Arrowtown house insulation installation underway
Dec0
My major project the last few months at Wastebusters has been Energyhouse - a new house insulation business for Otago. This has involved building the budgets and business from scratch (with able help from Uncle Gary of CBEC), creating the branding stuff and liaising with the Otago Regional Council Clean Heat program.
Last week we completed our first, underfloor and ceiling insulation, projects in Arrowtown. I can report underfloor for 6 hours in a 450mm crawlspace with spiders and sharp bits of wood and tin for company is pretty grim; it was only made bearable by the wit of Gromme and the brilliant Novatherm product, no nasty Pink Batt dust, no nails glue or staples! More about it later.

Mechanisation of the lightearth process
Nov0
I have been doing quite a lot of research into how we can speed up the lightearth/strawclay/lightstraw process for some up coming projects. This video is the best example I can find so far of more advanced production. Exciting stuff.
This video Features Tyler Buck, Tribal Construction and The Jackpine Collaborative.
Wanaka Wastebusters Housing Insulation Project Progress
Sep0
One of my bigger projects at Wanaka Wastebusters in the last few months has been to build up a new business unit to perform insulation installation in the Central Otago region. We are well placed to provide this service as our existing partner CBEC in Northland has been running a service for a few years.

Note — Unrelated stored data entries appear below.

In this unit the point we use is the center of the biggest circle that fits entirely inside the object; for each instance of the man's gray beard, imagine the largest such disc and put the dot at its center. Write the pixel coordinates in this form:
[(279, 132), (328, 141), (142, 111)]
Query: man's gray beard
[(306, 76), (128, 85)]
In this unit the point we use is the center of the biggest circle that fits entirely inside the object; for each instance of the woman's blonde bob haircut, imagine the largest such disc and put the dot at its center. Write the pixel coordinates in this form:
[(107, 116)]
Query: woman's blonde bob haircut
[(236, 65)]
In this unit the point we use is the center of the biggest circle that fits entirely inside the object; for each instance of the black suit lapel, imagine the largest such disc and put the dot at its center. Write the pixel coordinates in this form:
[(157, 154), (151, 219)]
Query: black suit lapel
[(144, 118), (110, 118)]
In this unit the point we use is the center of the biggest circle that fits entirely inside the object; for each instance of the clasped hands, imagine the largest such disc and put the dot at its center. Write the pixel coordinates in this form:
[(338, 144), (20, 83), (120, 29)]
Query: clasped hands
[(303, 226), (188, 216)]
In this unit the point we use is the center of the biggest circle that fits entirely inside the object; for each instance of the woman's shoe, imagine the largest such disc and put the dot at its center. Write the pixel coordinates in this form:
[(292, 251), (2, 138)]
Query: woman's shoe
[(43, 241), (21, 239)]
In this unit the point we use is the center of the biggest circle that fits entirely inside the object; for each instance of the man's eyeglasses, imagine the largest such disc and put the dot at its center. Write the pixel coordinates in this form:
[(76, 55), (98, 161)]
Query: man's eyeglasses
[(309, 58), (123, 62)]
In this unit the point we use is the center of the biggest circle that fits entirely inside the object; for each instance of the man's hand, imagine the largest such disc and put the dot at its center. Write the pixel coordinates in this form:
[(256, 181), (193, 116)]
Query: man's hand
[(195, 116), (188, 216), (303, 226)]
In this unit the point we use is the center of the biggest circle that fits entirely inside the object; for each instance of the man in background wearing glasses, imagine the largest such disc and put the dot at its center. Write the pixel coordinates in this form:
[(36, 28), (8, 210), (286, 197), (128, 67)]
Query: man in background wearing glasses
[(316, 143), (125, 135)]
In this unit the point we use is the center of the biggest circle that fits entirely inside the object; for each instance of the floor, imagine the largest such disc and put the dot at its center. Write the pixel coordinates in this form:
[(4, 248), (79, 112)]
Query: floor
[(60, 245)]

This project includes researching the potential, branding and communications and then forming a team, and putting together the paper trail and doing the quality control as we roll out the service. Initially we will be contracting to the Otago Regional Council to their Clean Heat Clean Air program.

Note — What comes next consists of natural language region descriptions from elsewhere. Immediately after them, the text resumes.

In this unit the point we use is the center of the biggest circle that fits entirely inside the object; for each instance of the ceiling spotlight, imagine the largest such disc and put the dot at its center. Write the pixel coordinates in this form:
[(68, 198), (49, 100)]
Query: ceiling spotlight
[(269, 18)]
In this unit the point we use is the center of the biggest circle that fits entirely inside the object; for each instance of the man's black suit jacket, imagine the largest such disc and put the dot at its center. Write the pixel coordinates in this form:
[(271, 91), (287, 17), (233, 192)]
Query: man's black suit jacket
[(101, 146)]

I put some thought into the brand and decided something a wee bit cleaner and smarter than the ‘Comfy Homes’ message out there may be a little more appealing to the Central Otago Audi driver. I really like German trades logo styles as well which tend to be small and authoritative. I settled on ‘Energy House’ which I think sums up our mission, to reinforce (through insulation) that a house needs energy, good energy, and to retain it.
Insulation – Round 2
Mar0
My house is the first house I designed and therefore comes under the ‘allowable mistakes’ section I guess. I mistake is only a problem if is not assimilated into future practice, and of course remedied.
One of the biggest was not sealing the strawbale wall top adequately, combined with the curved and therefore gappy nature of the surfeit it resulted in way too mch air movement through the rafter cavity. The roof is insulated on the exterior of the waterproof membrane so the dew point can not be inside but with the rafter cavity running some brisk natural air-con the insulation never really got to do its job.

So, the problem sat in my draft addled head for many years. How best to inject insulation with the least amount of work and maximum impact.
I found Paul Kennets house insulation project very inspiring but I didn’t really want polystyrene inside the house where it could rain down through the micro gaps in the T&G ceiling. But the method made sense.
My belief is that an unwanted singular thing can be a problem, waste I guess – but a lot of an unwanted thing is normally a resource I started looking for insulation options from the wastestream. It didn’t take long to find bedding grade polyester fibre insulation offcuts through the Christchurch waste exchange Terranova. Toby and I needed a shipping container so as it was travelling empty I took a day to fill it with free insulation in Christchurch and ship it down.
So the last few months has been the occasional session of ripping up 30m3 of insulation and blowing it into the roof space with a Ryobi leaf blower on suck (over 200kmh muzzle velocity!). Kinda noisy and mindless work but it already seems warmer.